A Pathway to the National Park Service
As an undergraduate, Shannon Sawyer (MLA ‘15, BED ’13) loved to study design history and cultural landscapes, but didn’t make a connection to a career with the National Park Service (NPS) until she began her graduate studies. “The summer after my second year of the MLA program, I interned at Mount Rainier National Park. That solidified it: I was hooked. Following the internship, my capstone focused on a specific site at Mt. Rainier.”
The MLA capstone requires candidates to conduct an independent design and research project defined by their own interests. Sawyer loved the studio, and used it to network and prepare for her career. “I was able to talk to many leaders not only at Mt.
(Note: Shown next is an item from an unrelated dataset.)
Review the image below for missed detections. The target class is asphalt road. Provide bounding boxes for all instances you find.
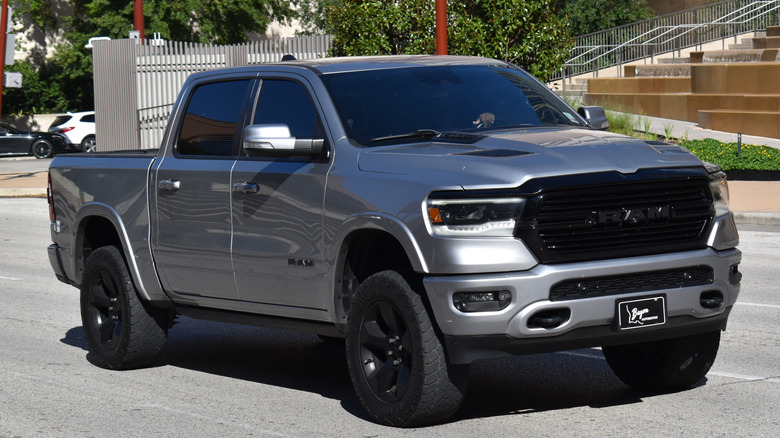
[0,199,780,438]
Rainier National Park, but the National Park Service in general. I saw the project as a means to building my career in the NPS, not as a school project.” She appreciated the time and encouragement from her committee members, as well as the challenging opportunity to pursue independent work. “I had to make decisions, even with those advising me (from committee members, to NPS staff, to community members), not agreeing on which direction I should go. I had to find my own voice and believe in it.”
Sawyer’s capstone project—21st Century Mission: Climate Change Adaptation & National Park Service Preservation—aimed to address climate change while protecting both natural and cultural resources and connecting people to those resources in a sustainable way. Through landscape preservation and site development, she investigated how heritage can be incorporated into landscape design, and what we can learn about climate change and the future of the National Park Service. Her design detailed a new entrance to the park, expansions to existing trails, habitat and education meadows with river access and heritage interpretation, and protecting and restoring the Carbon River shoreline.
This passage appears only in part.